The Canyon sports a year-round creek, which flows to the Rio Grande (perpendicular canyon in the distance).  You can see the remnants of a large, circular house or village in the clearing.

But in Frijoles Canyon [corrected from original.  Bandelier Nat. Mon., but Frijoles Canyon], the Anasazi also had natural shelter.  The volcanic tuff that makes up the canyon walls is soft and ends up looking like Swiss cheese.  They built houses up against the cliffs and made use of the natural spaces as well.

You can tell by the round holes above the cave openings that there were houses in front--those holes held roof beams.

One last photo perhaps best captures my sense in these places of walking where the ancients went before.  On Tsankawi Mesa, the paths themselves were worn deep into the rock by hundreds (or thousands?) of feet over time.

Monday, July 9, 2012

Not dead yet. . .

But I've been on the road, which may be pretty similar!

I promise a new post coming soon.

Meanwhile. . . I love thunderstorms!  Maybe this is because where I live on the Coast we seldom get them, but I've been so psyched as we've been traveling around the SW to encounter some lovely storms.  The locals have been pretty psyched because they have been WET storms--helping to put out the fires that the lightning starts. 

We've been in some very cool places. . . next post will be some photos and a bit of rumination on the Anasazi sites in AZ and NM.

Wednesday, July 4, 2012

Summertime and the writing is. . . .tricky

Summer is here, the kids are out of school, and as usual, it's making it hard for me to do what I do.  Schedules go all to bits, and there are guys all over my house!  Two teen sons and their dad (who teaches at the University, so doesn't have to go to the office every day in the summer.  Later, he'll get back to work, but right now he's definitely recovering from the term) seem to take up all the space--and all the computers. 

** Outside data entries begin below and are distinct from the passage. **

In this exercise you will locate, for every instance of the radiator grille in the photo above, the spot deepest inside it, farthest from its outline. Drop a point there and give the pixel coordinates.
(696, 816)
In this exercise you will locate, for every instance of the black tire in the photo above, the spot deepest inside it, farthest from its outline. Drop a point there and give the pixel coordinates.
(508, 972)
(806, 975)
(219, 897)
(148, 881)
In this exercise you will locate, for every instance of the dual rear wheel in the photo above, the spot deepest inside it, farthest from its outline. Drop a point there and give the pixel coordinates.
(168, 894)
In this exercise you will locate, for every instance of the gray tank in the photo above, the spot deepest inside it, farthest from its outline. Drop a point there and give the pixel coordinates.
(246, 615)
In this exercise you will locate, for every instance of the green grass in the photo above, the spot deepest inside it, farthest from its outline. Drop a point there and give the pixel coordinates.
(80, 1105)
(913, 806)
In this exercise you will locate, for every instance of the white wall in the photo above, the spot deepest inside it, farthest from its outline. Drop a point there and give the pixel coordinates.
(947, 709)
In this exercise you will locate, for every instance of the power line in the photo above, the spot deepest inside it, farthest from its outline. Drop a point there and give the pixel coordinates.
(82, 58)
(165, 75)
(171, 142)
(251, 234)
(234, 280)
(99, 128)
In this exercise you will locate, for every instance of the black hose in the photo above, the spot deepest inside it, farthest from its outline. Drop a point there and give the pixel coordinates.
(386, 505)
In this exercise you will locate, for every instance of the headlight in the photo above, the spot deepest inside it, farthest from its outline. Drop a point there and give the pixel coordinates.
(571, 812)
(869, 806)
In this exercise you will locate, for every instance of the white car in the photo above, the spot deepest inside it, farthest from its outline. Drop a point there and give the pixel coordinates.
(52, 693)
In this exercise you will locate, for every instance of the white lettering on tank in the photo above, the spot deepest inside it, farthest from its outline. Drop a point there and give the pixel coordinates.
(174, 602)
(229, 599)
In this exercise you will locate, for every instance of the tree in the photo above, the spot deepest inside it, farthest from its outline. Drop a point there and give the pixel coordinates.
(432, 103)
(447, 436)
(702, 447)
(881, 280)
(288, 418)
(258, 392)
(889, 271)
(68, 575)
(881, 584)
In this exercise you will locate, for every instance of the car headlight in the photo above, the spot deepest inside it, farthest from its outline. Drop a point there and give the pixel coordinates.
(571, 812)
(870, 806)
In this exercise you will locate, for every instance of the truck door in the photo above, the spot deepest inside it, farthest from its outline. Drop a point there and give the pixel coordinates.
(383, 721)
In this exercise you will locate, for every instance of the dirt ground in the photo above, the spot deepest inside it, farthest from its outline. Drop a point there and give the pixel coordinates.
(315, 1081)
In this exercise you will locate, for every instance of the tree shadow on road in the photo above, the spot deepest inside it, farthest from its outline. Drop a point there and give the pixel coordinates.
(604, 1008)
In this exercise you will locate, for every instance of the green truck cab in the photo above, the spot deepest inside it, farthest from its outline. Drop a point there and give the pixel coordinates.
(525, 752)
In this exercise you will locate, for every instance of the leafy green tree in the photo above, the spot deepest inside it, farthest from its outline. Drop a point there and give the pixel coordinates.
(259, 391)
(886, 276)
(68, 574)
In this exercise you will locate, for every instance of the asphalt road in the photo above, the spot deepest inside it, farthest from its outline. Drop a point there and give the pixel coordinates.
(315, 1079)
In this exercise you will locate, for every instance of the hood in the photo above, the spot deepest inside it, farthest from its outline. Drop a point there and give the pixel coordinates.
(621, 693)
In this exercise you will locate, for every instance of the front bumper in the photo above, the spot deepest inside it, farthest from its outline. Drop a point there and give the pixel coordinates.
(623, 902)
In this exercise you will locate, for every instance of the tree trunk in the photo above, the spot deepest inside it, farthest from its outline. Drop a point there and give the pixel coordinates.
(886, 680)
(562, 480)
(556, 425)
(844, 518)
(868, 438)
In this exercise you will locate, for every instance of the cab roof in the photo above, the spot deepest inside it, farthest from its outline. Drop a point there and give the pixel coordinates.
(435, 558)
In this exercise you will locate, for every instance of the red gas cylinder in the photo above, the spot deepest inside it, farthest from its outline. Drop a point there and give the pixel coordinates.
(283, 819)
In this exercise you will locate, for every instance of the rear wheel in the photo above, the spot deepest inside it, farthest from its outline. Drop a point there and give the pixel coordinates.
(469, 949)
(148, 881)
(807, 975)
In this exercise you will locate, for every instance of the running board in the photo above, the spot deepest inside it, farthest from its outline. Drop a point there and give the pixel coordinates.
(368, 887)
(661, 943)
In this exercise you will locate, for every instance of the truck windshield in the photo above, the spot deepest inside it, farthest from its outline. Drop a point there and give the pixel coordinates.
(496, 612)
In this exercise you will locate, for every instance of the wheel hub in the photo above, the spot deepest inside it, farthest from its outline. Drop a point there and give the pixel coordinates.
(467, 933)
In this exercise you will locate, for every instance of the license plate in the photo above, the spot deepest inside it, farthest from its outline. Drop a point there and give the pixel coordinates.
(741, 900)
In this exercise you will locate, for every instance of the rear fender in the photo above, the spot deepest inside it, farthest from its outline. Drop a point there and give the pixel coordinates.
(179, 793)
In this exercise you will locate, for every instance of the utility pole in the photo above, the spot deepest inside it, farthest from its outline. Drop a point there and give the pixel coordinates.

In past years, I've just gone with it.  We'll be on the road a fair bit, so my writing will get spotty anyway.  And until now, my writing has pretty much been a self-reflexive act anyway.  No one much was reading it but me.  But now, I've made big promises about having The Ninja Librarian Returns come out in February--a whole book in only a year.  That doesn't leave me time to take the summer off.  I'm beginning to see how writers end up getting up and writing at insane hours of the morning (I've already done it once, though that had more to do with insomnia than dedication).  (And maybe that's true of many of those other authors I so admire.  Can't sleep anyway, so guess I should get up and work.  Or maybe they really are better people than me.  It's not a long stretch.)

Ultimately, you know what's worst about this sense that summer vacation is messing with my work and my neat little life?  Losing that feeling of euphoria that the end of school gave me for (adding.  Adding some more.  Still adding) something like 27 years.